STIR: Sept Fed Cut Still No Longer Fully Locked In, A Dovish Bowman Ahead
Aug-19 10:32
Fed Funds implied rates are unchanged on the day, with 21bp of cuts priced for next month’s FOMC meeting.
Cumulative cuts from 4.33% effective: 21bp Sep, 34.5bp Oct, 53.5bp Dec, 64bp Jan and 77bp Mar.
The SOFR implied terminal yield of 3.11% (SFRH7) is essentially unchanged from the past two closes, holding the +/-5bp of 125bp of cuts from current levels range seen since the Aug 1 payrolls report.
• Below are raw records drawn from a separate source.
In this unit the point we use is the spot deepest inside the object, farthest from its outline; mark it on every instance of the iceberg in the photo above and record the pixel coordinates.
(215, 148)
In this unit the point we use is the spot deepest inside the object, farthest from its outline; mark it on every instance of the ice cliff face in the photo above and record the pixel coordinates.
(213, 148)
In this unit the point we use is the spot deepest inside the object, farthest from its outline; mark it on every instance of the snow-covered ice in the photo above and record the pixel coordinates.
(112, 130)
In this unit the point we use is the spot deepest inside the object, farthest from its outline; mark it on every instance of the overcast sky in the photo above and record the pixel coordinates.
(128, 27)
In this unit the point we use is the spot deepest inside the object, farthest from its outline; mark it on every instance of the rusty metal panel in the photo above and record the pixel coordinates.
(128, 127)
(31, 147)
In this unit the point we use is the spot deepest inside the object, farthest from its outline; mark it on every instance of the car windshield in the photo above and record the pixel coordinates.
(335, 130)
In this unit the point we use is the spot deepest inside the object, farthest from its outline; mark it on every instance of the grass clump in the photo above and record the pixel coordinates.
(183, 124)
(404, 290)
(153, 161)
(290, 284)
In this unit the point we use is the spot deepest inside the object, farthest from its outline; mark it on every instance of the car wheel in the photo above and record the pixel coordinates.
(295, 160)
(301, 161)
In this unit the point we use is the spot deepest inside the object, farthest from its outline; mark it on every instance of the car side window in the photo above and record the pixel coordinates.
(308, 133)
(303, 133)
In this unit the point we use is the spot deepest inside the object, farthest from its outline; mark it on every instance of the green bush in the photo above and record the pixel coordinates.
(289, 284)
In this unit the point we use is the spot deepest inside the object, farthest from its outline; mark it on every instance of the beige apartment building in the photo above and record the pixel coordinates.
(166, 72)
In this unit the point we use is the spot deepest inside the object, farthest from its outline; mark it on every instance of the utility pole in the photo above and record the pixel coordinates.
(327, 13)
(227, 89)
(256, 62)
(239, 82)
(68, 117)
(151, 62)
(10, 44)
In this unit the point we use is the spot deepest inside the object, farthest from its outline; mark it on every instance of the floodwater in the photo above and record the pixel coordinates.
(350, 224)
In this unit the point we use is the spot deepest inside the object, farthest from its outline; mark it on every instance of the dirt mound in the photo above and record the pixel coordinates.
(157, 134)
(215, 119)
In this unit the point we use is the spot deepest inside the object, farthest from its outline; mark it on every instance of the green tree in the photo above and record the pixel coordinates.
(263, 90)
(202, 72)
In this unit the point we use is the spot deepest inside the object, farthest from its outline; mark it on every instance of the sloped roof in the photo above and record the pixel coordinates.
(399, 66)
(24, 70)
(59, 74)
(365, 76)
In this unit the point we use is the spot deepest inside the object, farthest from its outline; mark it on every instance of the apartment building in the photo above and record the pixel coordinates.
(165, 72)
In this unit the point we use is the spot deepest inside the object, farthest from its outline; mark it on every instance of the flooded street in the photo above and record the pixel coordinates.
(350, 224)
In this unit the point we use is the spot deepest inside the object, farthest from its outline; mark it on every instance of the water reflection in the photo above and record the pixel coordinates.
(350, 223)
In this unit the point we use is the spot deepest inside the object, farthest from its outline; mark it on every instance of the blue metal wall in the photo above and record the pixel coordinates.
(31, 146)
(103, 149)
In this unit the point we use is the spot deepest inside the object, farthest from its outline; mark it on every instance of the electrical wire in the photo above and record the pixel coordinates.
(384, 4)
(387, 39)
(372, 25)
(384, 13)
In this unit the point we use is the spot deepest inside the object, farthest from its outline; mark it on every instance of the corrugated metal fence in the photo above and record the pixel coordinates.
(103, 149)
Fed VC Supervision Bowman (permanent voter, dove) speaks on Bloomberg TV at 1000ET before at a Blockchain Symposium at 1410ET (text only), with greater scope for market moving comments at the former. We suspect it might be hard to generate a dovish reaction though unless she canvasses larger cuts, something other FOMC colleagues have pushed back on.
These will be her first remarks since last week’s mixed inflation data. She said on Aug 9 that she favors three cuts this year (unsurprising having dissented in July) and saw recent labor data as reinforcing this view.
Tomorrow then sees the FOMC minutes before Powell’s Jackson Hole address on Friday. However, when it comes to Sept cut prospects, the August payrolls and CPI releases plus QCEW details (for preliminary payroll benchmark revision estimates) are all still to come before the next FOMC decision on Sep 17.